The country is a party to the International Covenant on Civil and Political Rights.
A preliminary report by the Bahamas National Commission on Marijuana, leaked to media in December, included a recommendation to grant Rastafarians the right to use marijuana for religious purposes. A representative from the Rastafarian community participated in the commission. Prime Minister Hubert Minnis, whose party had a strong legislative majority, was an outspoken advocate of reforming marijuana laws. Parliament took no legal action on the recommendation by year’s end.
During the year, Rastafarians said police continued to arrest them for possessing small quantities of marijuana used in ceremonial rituals and said prison authorities cut the dreadlocks of Rastafarian prisoners. In June a group of Rastafarians, citing articles of the constitution that provide for freedom of religion and freedom from discrimination, filed a writ in the Supreme Court seeking damages from – and the expungement from their records of – marijuana-related convictions.
In what observers termed was an effort to engage religious communities, whose members frequently commented on government social and economic policies, the government met regularly with the BCC to discuss societal, political, and economic issues.
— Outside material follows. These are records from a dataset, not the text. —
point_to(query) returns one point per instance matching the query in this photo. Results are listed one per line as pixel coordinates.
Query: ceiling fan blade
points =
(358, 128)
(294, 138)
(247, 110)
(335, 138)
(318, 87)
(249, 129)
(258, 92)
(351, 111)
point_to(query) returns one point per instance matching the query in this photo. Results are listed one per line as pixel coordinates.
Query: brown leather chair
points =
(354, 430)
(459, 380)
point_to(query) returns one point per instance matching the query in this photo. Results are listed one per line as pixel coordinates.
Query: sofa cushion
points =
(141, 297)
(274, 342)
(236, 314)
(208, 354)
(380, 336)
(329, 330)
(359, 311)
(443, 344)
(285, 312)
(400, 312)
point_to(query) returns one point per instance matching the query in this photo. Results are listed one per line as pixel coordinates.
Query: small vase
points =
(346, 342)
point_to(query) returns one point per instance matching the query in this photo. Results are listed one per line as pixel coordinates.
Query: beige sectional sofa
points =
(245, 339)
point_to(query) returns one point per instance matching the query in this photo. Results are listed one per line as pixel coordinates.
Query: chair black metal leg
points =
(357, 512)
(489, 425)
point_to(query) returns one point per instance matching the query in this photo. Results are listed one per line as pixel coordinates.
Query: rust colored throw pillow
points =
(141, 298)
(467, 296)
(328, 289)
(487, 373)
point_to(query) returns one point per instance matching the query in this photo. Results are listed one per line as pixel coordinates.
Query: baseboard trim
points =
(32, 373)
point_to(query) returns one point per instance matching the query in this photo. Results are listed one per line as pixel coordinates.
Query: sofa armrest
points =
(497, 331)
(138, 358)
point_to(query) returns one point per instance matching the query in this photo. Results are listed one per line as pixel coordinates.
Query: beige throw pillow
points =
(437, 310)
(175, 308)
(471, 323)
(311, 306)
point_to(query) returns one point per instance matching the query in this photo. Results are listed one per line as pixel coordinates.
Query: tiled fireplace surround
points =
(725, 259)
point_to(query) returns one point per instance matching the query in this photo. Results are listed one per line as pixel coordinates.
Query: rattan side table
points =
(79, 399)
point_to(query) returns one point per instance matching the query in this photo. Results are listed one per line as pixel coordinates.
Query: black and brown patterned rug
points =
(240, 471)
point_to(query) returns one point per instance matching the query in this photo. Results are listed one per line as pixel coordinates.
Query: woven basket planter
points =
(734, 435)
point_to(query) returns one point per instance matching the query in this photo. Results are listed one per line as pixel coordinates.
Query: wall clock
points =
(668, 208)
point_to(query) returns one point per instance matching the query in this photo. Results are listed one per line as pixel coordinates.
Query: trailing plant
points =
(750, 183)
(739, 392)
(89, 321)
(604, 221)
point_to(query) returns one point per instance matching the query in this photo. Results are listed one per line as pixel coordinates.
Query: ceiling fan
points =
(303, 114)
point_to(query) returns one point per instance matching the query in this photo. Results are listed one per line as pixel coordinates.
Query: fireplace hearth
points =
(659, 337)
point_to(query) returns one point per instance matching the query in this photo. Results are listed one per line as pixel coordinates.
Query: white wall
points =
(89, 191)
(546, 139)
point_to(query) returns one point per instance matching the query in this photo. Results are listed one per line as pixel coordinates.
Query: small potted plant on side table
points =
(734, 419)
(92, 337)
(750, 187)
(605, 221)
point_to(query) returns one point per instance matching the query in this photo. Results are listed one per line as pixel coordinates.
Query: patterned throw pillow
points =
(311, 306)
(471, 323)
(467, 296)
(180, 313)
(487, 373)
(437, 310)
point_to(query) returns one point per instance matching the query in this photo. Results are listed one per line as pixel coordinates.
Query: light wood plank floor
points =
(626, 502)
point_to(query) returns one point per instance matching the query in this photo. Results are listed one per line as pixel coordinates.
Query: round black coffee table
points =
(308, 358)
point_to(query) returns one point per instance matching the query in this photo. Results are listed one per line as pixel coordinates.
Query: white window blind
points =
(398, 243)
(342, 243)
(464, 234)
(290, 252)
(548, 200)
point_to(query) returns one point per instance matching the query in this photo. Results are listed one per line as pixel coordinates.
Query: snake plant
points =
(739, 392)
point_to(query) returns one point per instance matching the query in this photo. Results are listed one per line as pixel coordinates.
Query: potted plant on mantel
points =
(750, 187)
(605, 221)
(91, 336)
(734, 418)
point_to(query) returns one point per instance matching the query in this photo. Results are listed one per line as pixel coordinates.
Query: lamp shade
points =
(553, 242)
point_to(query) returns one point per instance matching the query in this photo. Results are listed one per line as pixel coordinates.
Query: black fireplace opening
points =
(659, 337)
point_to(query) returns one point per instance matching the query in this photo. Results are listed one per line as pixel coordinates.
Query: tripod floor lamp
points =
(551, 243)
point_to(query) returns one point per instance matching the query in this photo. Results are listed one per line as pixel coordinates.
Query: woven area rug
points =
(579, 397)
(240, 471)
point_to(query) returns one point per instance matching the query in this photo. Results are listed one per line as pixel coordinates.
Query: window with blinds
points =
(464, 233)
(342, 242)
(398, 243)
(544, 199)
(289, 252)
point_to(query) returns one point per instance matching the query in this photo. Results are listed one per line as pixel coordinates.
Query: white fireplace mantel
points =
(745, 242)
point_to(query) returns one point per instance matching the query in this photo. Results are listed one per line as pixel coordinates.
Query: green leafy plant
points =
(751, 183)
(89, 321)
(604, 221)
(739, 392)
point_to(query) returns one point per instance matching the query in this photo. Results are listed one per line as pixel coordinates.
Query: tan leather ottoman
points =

Additionally, the government engaged with the Muslim community to develop opportunities for non-Muslim students to learn about Islam by having students visit the Jamaa Ahlus mosque to speak with local Muslim leaders. A leader of the Jewish community praised the government for its general openness and solidarity, citing as an example the government’s support in allowing a nine-foot menorah to be displayed in downtown Nassau during Hanukkah.
The government continued to include Christian prayer in all significant official events. It was common for government officials and members of parliament to quote religious teachings during speeches, and senior government officials in their official capacities occasionally addressed assemblies during formal religious services.